News

EU bureaucrats save pregnant cod

Published on March 18, 2010

It does happen that bureaucracy works in favour of the fish: a sector request to open closed cod fisheries in the western Baltic because of the extreme winter conditions has been rejected, since the EU consultation route, including the new co-decision process with the Parliament, would “take too much time”.

The Baltic Fishermen’s Network, chaired by Kim Kær Hansen of the Danish Fishermen’s Association, had asked the Commission for dispensation from the April closure in the Western Baltic Sea (ICES Subdivisions 22-24).

The closure is stipulated in the multi-annual management plan for cod of 2007, in order to protect reproduction of the species.

The Commission’s Directorate-General for Maritime Affairs and Fisheries (DG MARE) answered that they could appreciate the problems that cold and ice have caused for fishermen in the Baltic Sea this winter, but that the necessary consultation process would take much longer than the time until April.
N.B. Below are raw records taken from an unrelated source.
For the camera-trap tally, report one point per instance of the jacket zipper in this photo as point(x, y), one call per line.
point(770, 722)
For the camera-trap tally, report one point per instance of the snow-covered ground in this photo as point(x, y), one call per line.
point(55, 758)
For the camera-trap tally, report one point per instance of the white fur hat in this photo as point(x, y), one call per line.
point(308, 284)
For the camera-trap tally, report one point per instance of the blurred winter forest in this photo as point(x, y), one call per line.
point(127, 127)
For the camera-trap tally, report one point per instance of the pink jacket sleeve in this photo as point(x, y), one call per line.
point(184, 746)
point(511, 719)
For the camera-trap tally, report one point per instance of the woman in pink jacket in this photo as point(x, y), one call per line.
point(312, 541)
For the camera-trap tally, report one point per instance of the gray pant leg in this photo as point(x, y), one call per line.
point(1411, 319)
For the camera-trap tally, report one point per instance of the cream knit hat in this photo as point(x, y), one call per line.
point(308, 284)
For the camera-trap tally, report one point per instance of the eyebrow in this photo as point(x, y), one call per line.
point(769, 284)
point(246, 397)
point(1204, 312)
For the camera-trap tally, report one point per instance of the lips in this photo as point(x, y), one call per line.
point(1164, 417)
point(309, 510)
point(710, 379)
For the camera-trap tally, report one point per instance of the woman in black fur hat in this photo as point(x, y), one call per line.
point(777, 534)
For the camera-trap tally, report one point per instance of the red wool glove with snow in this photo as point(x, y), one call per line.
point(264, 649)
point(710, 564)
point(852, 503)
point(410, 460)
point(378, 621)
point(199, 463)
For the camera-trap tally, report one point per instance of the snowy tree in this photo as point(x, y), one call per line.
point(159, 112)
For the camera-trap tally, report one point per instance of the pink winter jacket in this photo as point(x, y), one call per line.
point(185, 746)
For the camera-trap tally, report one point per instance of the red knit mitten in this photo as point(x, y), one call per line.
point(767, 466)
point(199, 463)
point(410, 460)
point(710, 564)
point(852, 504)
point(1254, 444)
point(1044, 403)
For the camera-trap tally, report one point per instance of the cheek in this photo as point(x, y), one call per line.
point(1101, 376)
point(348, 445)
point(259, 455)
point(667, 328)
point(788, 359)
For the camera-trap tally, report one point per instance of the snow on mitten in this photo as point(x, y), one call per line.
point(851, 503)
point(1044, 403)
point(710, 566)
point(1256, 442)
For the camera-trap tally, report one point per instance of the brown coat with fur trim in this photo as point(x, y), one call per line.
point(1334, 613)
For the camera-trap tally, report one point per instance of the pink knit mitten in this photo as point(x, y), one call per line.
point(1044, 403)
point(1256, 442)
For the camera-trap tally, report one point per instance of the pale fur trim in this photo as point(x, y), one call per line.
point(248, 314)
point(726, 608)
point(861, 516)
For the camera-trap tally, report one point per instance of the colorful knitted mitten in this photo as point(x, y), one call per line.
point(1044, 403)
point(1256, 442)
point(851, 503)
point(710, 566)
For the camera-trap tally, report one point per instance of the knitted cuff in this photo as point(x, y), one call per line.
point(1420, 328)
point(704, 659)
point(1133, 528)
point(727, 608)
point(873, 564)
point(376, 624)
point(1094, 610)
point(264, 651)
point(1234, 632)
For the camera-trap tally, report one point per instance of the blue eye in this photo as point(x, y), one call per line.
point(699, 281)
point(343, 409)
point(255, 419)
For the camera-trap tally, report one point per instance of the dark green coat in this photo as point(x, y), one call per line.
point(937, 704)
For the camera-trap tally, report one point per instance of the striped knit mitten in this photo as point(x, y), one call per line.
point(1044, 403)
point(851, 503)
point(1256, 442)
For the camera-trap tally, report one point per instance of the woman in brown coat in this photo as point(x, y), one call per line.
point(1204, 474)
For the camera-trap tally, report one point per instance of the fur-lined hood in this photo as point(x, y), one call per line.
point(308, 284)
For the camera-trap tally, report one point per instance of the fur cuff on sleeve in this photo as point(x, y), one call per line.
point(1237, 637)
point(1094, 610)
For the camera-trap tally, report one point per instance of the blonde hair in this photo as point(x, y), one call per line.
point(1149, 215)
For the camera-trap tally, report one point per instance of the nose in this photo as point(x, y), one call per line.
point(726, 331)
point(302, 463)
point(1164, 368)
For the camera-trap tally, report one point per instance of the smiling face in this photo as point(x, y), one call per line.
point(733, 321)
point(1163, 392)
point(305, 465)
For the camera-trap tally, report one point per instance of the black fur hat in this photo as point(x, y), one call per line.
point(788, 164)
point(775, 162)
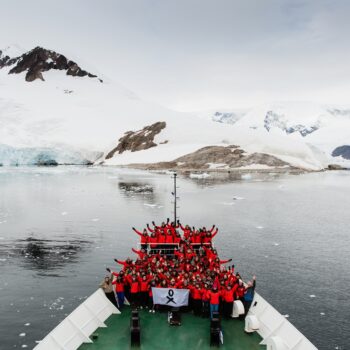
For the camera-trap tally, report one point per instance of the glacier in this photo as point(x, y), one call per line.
point(12, 156)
Just the co-decision process with the European Parliament, proscribed in the Lisbon Treaty that took force on January 1, would take two to five months.

The Danish Fishermen’s Association brought the problem up at national level with the Danish Ministry for Food, Agriculture and Fisheries, as well, which went to DG Mare a second time. The reply was the same, however: it is not possible to change the cod management plan with the procedures that are currently laid down and which require consultation with

the Council of Ministers and the European Parliament. The only way to deal with such a situation is to take this into account when the rules are made.

Which obviously, in this case, happened on a warmer, sunnier day.